Mean ± SD insulin response and insulin index after consumption of a glucose reference and WB with different amounts of additional macronutrients or fiber. Serum postprandial insulin concentrations (A1–A4), incremental insulin AUC (B1–B4), and insulin index (C1–C4) after food challenges and consumption of the glucose reference drink during the 2-h test period are presented for studies 1–4. Differences in serum postprandial insulin concentrations (A1–A4) in food challenges over the 2-h test period were determined with the use of a 2-factor mixed ANOVA with the main effects of food challenges and time and the food challenges × time interaction with repeated measures. Differences in incremental insulin AUC (B1–B4) and insulin index (C1–C4) values in food challenges over the 2-h test period in each individual study were determined with the use of a mixed-design ANOVA model with the participant as a random effect and the food challenge as a fixed effect. The Tukey-Kramer method was used for post hoc analyses. The statistical analysis was performed only with food challenges that contained WB and did not include the glucose reference drink.
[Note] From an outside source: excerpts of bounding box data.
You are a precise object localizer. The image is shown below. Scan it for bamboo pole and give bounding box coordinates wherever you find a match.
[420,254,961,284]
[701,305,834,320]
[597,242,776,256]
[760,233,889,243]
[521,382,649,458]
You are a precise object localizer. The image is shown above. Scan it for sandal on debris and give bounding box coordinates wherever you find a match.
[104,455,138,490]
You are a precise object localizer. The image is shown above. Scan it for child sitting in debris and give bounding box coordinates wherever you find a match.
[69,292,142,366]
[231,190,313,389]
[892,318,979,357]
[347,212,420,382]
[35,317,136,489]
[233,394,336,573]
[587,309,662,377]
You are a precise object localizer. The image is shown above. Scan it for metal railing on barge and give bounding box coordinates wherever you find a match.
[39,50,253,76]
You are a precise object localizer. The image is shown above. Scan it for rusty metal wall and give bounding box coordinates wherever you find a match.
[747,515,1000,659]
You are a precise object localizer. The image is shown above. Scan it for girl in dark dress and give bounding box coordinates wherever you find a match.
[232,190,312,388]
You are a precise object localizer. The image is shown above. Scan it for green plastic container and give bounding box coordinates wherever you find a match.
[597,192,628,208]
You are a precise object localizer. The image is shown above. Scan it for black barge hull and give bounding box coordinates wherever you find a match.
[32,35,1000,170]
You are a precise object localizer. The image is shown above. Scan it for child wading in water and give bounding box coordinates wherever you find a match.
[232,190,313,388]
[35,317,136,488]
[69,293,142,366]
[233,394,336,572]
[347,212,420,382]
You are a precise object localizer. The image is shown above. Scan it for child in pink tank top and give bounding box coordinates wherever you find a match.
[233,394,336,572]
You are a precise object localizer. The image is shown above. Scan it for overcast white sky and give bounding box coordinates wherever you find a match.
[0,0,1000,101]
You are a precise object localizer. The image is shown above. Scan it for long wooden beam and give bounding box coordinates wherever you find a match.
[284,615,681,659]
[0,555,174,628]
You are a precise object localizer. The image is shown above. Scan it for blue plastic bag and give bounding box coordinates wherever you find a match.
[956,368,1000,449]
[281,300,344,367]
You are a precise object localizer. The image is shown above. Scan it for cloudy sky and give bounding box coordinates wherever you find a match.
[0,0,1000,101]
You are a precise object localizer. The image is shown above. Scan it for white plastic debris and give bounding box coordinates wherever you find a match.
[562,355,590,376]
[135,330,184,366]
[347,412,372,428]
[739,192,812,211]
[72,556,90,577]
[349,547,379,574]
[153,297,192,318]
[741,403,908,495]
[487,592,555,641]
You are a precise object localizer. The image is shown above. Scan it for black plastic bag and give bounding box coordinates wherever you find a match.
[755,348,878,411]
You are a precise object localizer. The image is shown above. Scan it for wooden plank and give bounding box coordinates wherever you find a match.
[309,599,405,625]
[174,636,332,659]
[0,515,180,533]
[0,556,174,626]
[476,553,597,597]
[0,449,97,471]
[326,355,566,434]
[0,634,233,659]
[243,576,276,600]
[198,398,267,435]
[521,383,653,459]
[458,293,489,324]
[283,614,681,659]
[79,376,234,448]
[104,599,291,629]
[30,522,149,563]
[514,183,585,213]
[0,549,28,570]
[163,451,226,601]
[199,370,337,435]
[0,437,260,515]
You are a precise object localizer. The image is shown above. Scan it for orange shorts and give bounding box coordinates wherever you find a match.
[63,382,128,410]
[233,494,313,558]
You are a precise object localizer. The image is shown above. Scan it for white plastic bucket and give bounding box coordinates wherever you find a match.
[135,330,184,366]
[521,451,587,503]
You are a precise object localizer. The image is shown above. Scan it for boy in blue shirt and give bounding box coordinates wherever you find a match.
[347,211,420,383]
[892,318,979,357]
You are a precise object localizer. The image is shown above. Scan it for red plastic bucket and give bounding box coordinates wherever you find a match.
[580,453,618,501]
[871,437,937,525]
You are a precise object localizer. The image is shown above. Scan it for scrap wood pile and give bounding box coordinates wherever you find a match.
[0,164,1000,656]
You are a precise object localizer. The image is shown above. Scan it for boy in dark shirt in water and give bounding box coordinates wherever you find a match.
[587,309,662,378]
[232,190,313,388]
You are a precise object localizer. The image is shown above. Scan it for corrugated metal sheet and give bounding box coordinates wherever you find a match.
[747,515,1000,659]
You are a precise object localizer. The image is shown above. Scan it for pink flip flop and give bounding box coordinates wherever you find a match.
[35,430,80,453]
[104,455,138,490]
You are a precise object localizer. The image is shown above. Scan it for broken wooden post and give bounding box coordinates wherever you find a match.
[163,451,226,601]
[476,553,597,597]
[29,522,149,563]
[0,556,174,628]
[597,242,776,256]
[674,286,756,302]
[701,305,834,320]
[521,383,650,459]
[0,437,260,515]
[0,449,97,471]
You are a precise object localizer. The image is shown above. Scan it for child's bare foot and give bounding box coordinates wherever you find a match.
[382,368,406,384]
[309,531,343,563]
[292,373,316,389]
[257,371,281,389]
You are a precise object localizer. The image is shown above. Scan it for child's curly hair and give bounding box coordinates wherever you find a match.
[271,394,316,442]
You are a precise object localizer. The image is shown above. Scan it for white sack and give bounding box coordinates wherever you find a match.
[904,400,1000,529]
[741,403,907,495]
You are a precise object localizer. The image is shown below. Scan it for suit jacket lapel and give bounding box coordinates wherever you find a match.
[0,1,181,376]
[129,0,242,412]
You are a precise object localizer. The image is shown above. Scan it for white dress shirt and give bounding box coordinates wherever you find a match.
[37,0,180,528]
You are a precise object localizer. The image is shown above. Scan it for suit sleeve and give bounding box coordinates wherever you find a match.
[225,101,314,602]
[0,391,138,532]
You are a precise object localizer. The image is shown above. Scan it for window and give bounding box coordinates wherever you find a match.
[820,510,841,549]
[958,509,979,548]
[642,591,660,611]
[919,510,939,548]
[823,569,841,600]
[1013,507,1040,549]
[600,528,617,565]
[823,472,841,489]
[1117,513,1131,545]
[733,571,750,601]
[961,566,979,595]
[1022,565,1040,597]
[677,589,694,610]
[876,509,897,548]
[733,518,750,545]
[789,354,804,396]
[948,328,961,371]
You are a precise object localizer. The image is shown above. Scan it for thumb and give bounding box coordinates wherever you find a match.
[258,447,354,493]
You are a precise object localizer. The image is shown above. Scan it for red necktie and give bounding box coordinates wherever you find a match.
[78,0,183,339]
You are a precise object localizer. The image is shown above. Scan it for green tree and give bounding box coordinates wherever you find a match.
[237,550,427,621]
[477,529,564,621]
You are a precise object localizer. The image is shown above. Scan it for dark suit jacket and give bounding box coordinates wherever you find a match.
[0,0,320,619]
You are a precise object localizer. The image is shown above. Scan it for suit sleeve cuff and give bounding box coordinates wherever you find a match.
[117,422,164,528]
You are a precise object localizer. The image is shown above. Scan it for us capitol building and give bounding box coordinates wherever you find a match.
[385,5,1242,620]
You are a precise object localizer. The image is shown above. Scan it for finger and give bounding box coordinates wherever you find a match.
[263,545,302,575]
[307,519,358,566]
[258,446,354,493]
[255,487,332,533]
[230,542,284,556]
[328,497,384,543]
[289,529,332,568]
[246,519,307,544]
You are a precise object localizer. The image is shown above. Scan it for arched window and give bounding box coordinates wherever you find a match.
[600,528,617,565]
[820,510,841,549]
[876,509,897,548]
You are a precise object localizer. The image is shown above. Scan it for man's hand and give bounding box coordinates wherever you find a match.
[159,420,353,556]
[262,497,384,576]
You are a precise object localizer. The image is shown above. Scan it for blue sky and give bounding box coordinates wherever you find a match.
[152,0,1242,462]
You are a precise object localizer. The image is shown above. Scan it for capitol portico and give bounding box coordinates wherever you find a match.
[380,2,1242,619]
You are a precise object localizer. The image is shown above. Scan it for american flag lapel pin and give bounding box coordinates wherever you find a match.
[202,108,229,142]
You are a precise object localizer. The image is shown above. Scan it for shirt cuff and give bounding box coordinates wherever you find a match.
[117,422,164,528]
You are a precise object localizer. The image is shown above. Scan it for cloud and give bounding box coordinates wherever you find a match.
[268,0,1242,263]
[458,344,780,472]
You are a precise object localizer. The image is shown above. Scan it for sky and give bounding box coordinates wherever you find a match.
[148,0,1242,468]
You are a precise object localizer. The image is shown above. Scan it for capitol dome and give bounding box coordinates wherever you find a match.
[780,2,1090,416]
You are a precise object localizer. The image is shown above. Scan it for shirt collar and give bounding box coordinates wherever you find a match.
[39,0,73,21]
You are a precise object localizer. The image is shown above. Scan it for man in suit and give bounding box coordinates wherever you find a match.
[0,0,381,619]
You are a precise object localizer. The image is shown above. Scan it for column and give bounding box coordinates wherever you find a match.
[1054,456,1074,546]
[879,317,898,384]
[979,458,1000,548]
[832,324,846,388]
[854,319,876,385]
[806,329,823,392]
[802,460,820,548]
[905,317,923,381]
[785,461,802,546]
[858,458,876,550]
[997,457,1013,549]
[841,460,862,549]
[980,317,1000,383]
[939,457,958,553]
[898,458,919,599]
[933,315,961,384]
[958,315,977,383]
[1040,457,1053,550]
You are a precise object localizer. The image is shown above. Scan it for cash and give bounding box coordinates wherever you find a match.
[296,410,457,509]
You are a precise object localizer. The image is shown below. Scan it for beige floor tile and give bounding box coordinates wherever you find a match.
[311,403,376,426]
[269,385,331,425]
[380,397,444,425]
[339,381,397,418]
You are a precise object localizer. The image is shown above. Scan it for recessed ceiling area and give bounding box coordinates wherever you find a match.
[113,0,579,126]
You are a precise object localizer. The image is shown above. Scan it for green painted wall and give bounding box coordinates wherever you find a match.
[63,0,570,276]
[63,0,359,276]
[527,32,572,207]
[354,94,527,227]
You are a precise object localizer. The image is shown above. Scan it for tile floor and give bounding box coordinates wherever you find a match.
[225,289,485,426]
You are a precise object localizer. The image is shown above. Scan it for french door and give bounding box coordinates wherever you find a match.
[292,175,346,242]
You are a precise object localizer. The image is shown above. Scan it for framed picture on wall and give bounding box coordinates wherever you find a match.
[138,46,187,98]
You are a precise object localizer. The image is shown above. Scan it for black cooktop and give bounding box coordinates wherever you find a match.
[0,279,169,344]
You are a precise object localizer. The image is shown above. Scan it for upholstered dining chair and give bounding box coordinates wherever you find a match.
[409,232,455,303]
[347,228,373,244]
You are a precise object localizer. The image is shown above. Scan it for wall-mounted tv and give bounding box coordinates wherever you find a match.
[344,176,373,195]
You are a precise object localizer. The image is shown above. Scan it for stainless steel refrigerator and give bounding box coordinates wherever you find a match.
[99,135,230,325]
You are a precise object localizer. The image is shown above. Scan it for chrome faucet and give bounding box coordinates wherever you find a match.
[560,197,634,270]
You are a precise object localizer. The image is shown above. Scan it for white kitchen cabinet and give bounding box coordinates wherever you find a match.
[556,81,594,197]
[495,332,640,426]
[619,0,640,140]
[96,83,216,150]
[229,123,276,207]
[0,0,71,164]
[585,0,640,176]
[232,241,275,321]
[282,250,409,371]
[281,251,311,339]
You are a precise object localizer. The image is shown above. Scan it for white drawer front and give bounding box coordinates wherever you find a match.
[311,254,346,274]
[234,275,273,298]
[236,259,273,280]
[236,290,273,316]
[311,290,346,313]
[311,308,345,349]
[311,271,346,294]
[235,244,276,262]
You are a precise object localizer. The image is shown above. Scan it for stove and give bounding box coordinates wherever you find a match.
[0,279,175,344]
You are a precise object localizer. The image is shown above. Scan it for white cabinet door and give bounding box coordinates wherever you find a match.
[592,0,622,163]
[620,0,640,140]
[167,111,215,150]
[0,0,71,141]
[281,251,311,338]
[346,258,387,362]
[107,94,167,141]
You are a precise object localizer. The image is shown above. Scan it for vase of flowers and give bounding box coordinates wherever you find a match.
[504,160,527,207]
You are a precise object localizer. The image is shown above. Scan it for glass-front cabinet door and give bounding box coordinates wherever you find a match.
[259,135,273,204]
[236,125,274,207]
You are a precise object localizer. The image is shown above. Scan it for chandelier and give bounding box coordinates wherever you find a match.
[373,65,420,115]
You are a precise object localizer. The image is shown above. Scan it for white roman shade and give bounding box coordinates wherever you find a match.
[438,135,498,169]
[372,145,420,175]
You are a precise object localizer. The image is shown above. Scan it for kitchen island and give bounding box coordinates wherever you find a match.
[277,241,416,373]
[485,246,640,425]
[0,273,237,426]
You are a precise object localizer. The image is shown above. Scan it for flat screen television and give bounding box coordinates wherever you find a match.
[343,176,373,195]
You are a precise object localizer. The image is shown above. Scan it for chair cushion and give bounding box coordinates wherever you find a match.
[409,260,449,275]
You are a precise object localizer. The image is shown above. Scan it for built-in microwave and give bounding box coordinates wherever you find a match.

Significance was accepted at P ≤ 0.05. Means denoted by different lowercase letters were significantly different from each other. Sample sizes for studies 1–4 were 20, 22, 20, and 20, respectively. CHO, carbohydrate; PRO, protein; WB, white bread.

FIGURE 3

Mean ± SD postprandial serum HDL-C, LDL-C, TAG, and NEFA responses to challenges with a glucose reference and WB with different amounts of additional macronutrients or fiber. Serum HDL-C (A1–A4), LDL-C (B1–B4), TAG (C1–C4), and NEFA (D1–D4) concentrations after food challenges and consumption of the glucose reference drink during the 2-h test period are presented for studies 1–4. Differences in serum HDL-C (A1–A4), LDL-C (B1–B4), TAG (C1–C4), and NEFA (D1–D4) concentrations in food challenges over the 2-h test period were determined with the use of 2-factor mixed ANOVA with the main effects of food challenges and time and the food challenges × time interaction with repeated measures. The statistical analysis was performed only with food challenges that contained WB and did not include the glucose reference drink. Significance was accepted at P ≤ 0.05. Sample sizes for studies 1–4 were 20, 22, 20, and 20, respectively. CHO, carbohydrate; HDL-C, HDL cholesterol; LDL-C, LDL cholesterol; NEFA, nonesterified fatty acid; PRO, protein; TAG, triacylglycerol; WB, white bread.